Existing home sales have also remained solid, avoiding (at least thus far) the negative interest rate impact evident in the new-home sector. Existing home sales in July were 6.5 percent above the June pace and 17 percent higher than in July of last year, maintaining an average annualized pace of 5 million units for the third consecutive month.

Those robust figures may be a bit misleading, however, because they reflect transactions closed before mortgage rates began to rise. Pending sales for July were nearly 1.5 percent below the June level, suggesting that rates may be starting to take on toll on the existing market now.

Not a Concern ― Yet

Lawrence Yun, the chief economist for the National Association of Realtors (NAR), says that “modest decline” is not a concern – yet. But he also acknowledged that higher mortgage rates and rising home prices “are impeding monthly contract activity” in some parts of the country, especially in the west, where, he said, “more homes clearly need to be built to relieve price pressure, or the region could soon face pronounced affordability problems.”

But in most areas, Yun said, the “leveling” effect of higher rates is helping to offset tight inventories that he predicts will persist for the rest of this year.

Home prices are still rising, but at a slowing pace. Still, the Case-Shiller 20-city index was up 12.1 percent year-over-year in July, close to the 12.2 percent June gain that was the largest in six years. The median price of existing homes sold in July was $213,500, nearly 14 percent above the year-ago figure and only 7.3 percent below the pre-crash 2006 peak, according to the NAR.

Some analysts are predicting that higher rates (to a point) will do more to bring hesitant buyers into the market than to discourage or disqualify them from purchasing.

“Going forward, more sellers should get off the fence as strong home prices gains should continue, bringing more balance to the low-supplied home resale market,” Jonathan Basile, an economist at Credit Suisse, told the Wall Street Journal.
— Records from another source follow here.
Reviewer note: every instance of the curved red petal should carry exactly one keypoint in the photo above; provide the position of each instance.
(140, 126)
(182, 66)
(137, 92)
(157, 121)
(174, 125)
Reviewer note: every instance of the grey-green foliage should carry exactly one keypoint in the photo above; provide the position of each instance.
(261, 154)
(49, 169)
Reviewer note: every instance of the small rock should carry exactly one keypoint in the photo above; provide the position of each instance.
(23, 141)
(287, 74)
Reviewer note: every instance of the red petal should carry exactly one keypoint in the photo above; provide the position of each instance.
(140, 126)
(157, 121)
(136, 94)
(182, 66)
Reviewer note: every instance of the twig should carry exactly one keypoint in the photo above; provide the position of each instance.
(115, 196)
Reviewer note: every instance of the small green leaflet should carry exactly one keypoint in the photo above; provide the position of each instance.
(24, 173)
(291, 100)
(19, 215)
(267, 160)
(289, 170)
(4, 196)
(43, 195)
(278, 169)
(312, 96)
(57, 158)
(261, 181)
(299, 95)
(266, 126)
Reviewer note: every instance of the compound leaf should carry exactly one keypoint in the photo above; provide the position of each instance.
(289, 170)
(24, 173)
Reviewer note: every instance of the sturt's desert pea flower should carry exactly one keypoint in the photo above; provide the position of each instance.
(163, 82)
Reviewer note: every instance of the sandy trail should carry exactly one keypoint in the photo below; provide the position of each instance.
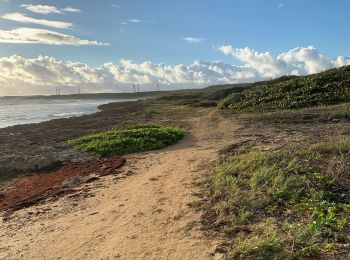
(145, 215)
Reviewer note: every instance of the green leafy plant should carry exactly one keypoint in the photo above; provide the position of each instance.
(284, 204)
(326, 88)
(131, 140)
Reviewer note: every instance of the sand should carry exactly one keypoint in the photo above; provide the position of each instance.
(145, 212)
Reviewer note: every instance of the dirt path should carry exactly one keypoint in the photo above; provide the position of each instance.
(145, 215)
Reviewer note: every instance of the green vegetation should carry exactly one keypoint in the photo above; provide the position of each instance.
(326, 88)
(131, 140)
(285, 204)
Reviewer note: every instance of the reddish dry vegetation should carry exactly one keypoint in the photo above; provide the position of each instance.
(29, 190)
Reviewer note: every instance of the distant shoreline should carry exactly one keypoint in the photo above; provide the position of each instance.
(148, 94)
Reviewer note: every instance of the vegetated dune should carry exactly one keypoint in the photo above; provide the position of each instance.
(326, 88)
(243, 185)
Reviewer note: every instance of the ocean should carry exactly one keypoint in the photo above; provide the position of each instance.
(18, 111)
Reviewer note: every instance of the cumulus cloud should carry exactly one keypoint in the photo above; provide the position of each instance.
(298, 61)
(41, 36)
(19, 73)
(42, 9)
(49, 9)
(22, 18)
(192, 40)
(71, 10)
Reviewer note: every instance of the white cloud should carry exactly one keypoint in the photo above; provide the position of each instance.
(192, 40)
(298, 61)
(30, 75)
(135, 21)
(49, 9)
(22, 18)
(30, 35)
(42, 9)
(71, 10)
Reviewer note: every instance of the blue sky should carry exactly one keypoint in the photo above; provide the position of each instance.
(156, 31)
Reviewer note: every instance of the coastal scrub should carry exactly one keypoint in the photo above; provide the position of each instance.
(131, 140)
(284, 204)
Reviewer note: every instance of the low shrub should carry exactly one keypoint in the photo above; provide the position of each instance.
(285, 204)
(131, 140)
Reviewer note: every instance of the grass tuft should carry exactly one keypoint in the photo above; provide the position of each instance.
(286, 204)
(130, 140)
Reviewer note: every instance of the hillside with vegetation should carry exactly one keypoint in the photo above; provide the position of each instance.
(325, 88)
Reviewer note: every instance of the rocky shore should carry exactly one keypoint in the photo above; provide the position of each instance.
(41, 147)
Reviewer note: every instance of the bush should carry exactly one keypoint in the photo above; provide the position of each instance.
(130, 140)
(326, 88)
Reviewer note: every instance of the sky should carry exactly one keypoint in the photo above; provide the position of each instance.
(108, 45)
The most recent labor market report – below estimates but consistent with the slow-but-steady average for this year ― has given some industry executives hope that the Fed will delay plans to ‘taper’ the bond-buying activity that has kept rates low. But the consensus view is that tapering will begin before the end of this year, tempering the optimism of some housing analysts but not leaving most expecting another solid year.

A New Phase

Stan Humphries, chief economist for Zillow, is among those sharing that optimistic view. “After three straight months of annual home value appreciation above 5 percent, the U.S. housing market recovery has proven it is on very sound footing,” he noted in a recent report, adding, “We have entered a new phase in the recovery when we can begin to turn away from ugly recent history and turn toward what the housing market of the future will look like and how it will act.”

He was referring to the ongoing debate about how, when or whether the nation’s housing finance system should be restructured ― an issue with which Congress seems poised to grapple this year.

“It may be tempting to look at how the market is currently performing and think that tackling GSE reform and other large issues is no longer necessary,” Humphries said. “But while we can afford to turn away from the recent past, we cannot afford to forget it, and simply ignoring these problems only dooms us to repeat them. How we handle these all-important policy debates will be critical in keeping the housing market on sound footing for years to come.”